The week's objectives include scuba certification, wilderness survival, skydiving, flight simulation, and a virtual visit to the International Space Station.
Those objectives are all part of an Iowa State University prototype workshop designed to give six students a taste of the operational aspects of spaceflight training and Iowa State educators a first look at preparing students for new employment opportunities in commercial spaceflight.
"We turn out excellent graduates at Iowa State in aerospace engineering, but they don't know how to think like an astronaut," says Clayton Anderson, who retired from NASA in 2013 after two trips to the International Space Station, including a five-month tour of duty and six spacewalks. Anderson earned a master's degree in aerospace engineering from Iowa State in 1983.
Anderson, now an Iowa State distinguished faculty fellow in aerospace engineering, has worked with Iowa State's department of aerospace engineering to develop the prototype workshop in spaceflight operations.
The workshop will run seven days this month, from 8 a.m. to 7 p.m. Six undergraduate students have been accepted (from 29 applicants) into the non-credit workshop, five from Iowa State and one from Tuskegee University in Alabama. Four of the students are men, two are women.
Anderson says the workshop will expose students to training programs similar to ones he completed as a NASA astronaut. Scuba diving, for example, will teach students how to work in a hazardous environment, while wilderness survival will teach mission planning, expeditionary behavior, and teamwork.
Anderson also wants students to learn lessons in operational thinking. How, for example, could the space industry send tourists to space without requiring them to complete three years of spaceflight training? Or, how could engineers design controls and user interfaces so they're intuitive and easy to learn for a spacefaring neophyte?
Richard Wlezien, a professor and Iowa State's Vance and Arlene Coffman Endowed Department Chair in Aerospace Engineering, says he's hoping this first workshop can eventually grow into a minor at the university.
Spaceflight, after all, is changing. Private companies are building and launching rockets. They're going to need people trained in spaceflight operations.
"We're at the beginning of commercial spaceflight," Wlezien says. "The next spacecraft ferrying cargo and astronauts to the International Space Station will be built, owned, and operated by companies. Eventually, it won't be the responsibility of the federal government to train astronauts to fly these vehicles. There will have to be another path.
"We want to start thinking about educating people to be astronauts."
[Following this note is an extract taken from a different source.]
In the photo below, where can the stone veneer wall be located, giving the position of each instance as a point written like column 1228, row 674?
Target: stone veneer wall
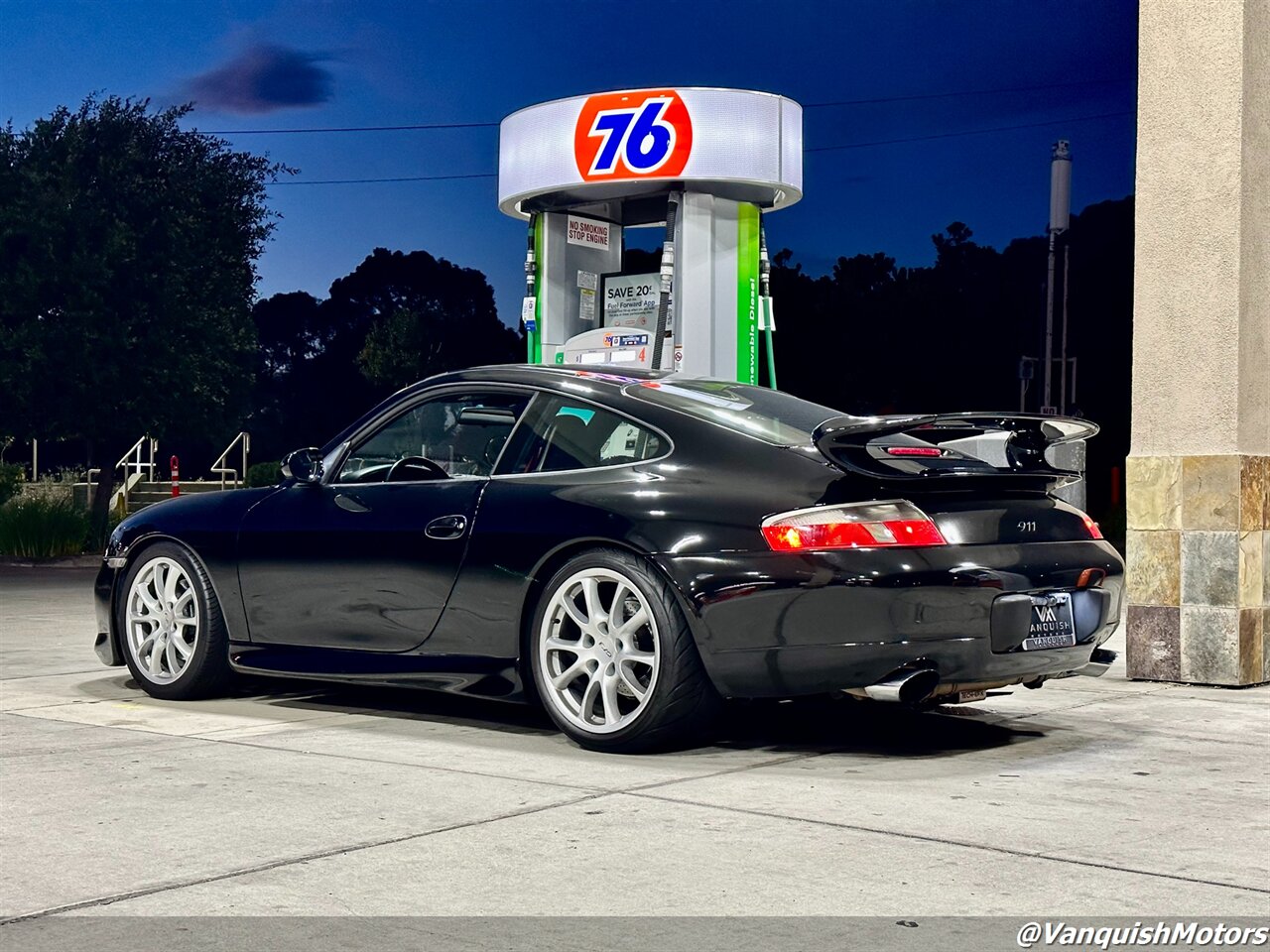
column 1199, row 569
Wlezien and Anderson say the idea for the spaceflight workshop came from a trip to the basement of Iowa State's Howe Hall facility, where there's a water tank that's 20 feet wide and 20 feet deep. It was originally designed for nondestructive testing of materials.
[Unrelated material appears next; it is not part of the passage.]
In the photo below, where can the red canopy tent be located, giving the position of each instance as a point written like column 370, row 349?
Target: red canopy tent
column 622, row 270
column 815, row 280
With a bit of imagination, the two saw the tank as a possible underwater training facility for would-be astronauts. Before long, Anderson was working with Tor Finseth, a graduate student in aerospace engineering and an aspiring astronaut, to develop a prototype program.
They've planned seven full days of learning, including lessons in the emerging spaceflight industry, decision analysis, leadership, spacecraft subsystems, space physiology, and space suits. Plus, there are the lessons in scuba diving, wilderness survival, skydiving, flight simulation, and virtual spaceflight.
Anderson already has some ideas to grow the program if it is offered again next summer.
"It's exciting to see the possibilities," he says. "But we want to walk before we run — although I'm ready to run."